Birgün Gazetesi internet sitesinde 26.11.2020 tarihinde Nazım Alpman imzasıyla “ Çakıcılara ihtiyacımız var!. “ başlığı ile bir makale yayımlandı. Mafya ve Devlet’i bir araya getiren ve devlet kurumlarını da yıpratan makalenin daha ikinci paragrafında:
“Bizim memlekette devletin her daim mafyaya karşı kollayıcı bir şefkati söz konusudur. Taa Cumhuriyet öncesinden başlar bu gelenek.
1920’lerde Doğu Karadeniz bölgesinde faaliyet yürüten Topal Osman vardı. Resmi Tarihe göre Milli Mücadeleci bir “kahraman” kabul edilen ve Osman Ağa olarak anılan bu “kahramanın” en büyük özelliği bölgedeki Rum ve Ermenilerin mallarını gasp edip canlarını almaktı.1”

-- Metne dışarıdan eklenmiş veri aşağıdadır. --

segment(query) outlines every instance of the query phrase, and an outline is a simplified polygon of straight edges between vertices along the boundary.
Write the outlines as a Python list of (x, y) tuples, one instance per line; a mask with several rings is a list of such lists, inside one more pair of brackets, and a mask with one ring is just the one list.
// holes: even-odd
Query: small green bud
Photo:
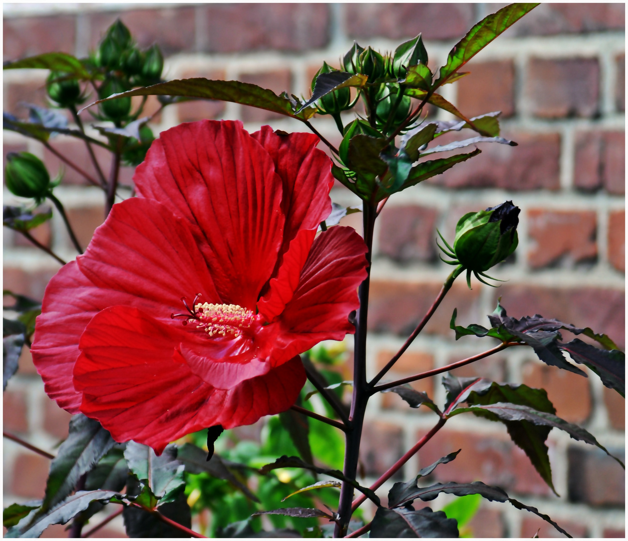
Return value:
[[(111, 94), (118, 94), (129, 90), (124, 82), (117, 77), (111, 77), (105, 80), (98, 89), (98, 97), (100, 99), (109, 97)], [(99, 105), (100, 112), (113, 121), (121, 120), (131, 111), (131, 98), (121, 97), (106, 101)]]
[(49, 191), (50, 175), (36, 156), (29, 152), (9, 152), (6, 156), (4, 182), (14, 195), (41, 200)]
[[(312, 79), (311, 89), (313, 91), (317, 78), (321, 74), (328, 74), (330, 72), (337, 72), (330, 67), (327, 62), (323, 62), (321, 68), (317, 72), (317, 74)], [(319, 101), (320, 108), (323, 110), (323, 113), (328, 114), (338, 114), (343, 111), (346, 111), (351, 102), (351, 91), (348, 87), (338, 89), (338, 90), (330, 92), (325, 94)]]
[(62, 107), (70, 107), (82, 102), (78, 80), (70, 79), (65, 72), (50, 72), (46, 81), (46, 91), (50, 99)]
[(364, 50), (364, 47), (360, 47), (357, 41), (354, 41), (353, 46), (342, 58), (342, 67), (347, 73), (354, 75), (362, 73), (360, 71), (362, 65), (360, 63), (360, 55)]
[(453, 241), (453, 252), (460, 264), (482, 273), (512, 253), (518, 243), (519, 212), (512, 201), (506, 201), (460, 218)]
[(163, 69), (163, 55), (157, 45), (153, 45), (146, 52), (142, 75), (149, 81), (159, 80)]
[(386, 74), (384, 57), (371, 47), (360, 55), (360, 73), (369, 77), (369, 82), (381, 79)]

İfadeleri ile konu Osman Ağa ve O’nunla hareket eden 42. ve 47 Giresun Gönüllü Alayları efradı olan Giresunlu dedelerimize bağlanmış ve iftiralar da başlamıştı. Her ne kadar sadece Osman Ağa adı zikredilse de Osman Ağa Milli Mücadele sırasındaki her hareketini bu Gönüllü Alay’larla gerçekleştirmiş, Mustafa Kemal Paşa’dan aldığı direktifleri yerine getirmiş ve bu gönüllülerle başarıya ulaşmıştı. Bu vesile ile Osman Ağa’ya yapılan her suçlama, bu Alayları da kapsayacak şekilde genişler ve bizim tarafımızdan bu genişlikte yorumlanır.
Makalede; Osman Ağa ile ilgili bölümler her zaman olduğu gibi öncelikle Ermeni ve Rum ahalinin sözde katledildiği ve onlardan kalan taşınmaz malların Osman Ağa tarafından gasp edilmesi iddialarını taşıyordu. Yazar haklılığını kanıtlamak için bir kitabı ve anıyı örnek gösteriyor ancak ne kendisi nede kaynak gösterdiği ifadeler her zamanki gibi tarihsel açıdan belge niteliği taşımıyordu. Bu nedenle inandırıcılığı da kalmıyordu. Çünkü tarih belgeyle yazılır. Belge yoksa tarih açısından yazdıklarınızın önemi de yoktur. Ama insanlar okur, akıllarında kalır ve bu hatalı bilgiler zamanla kitaplarda ve internette yer alarak büyük bir bilgi kirliliği oluşturur.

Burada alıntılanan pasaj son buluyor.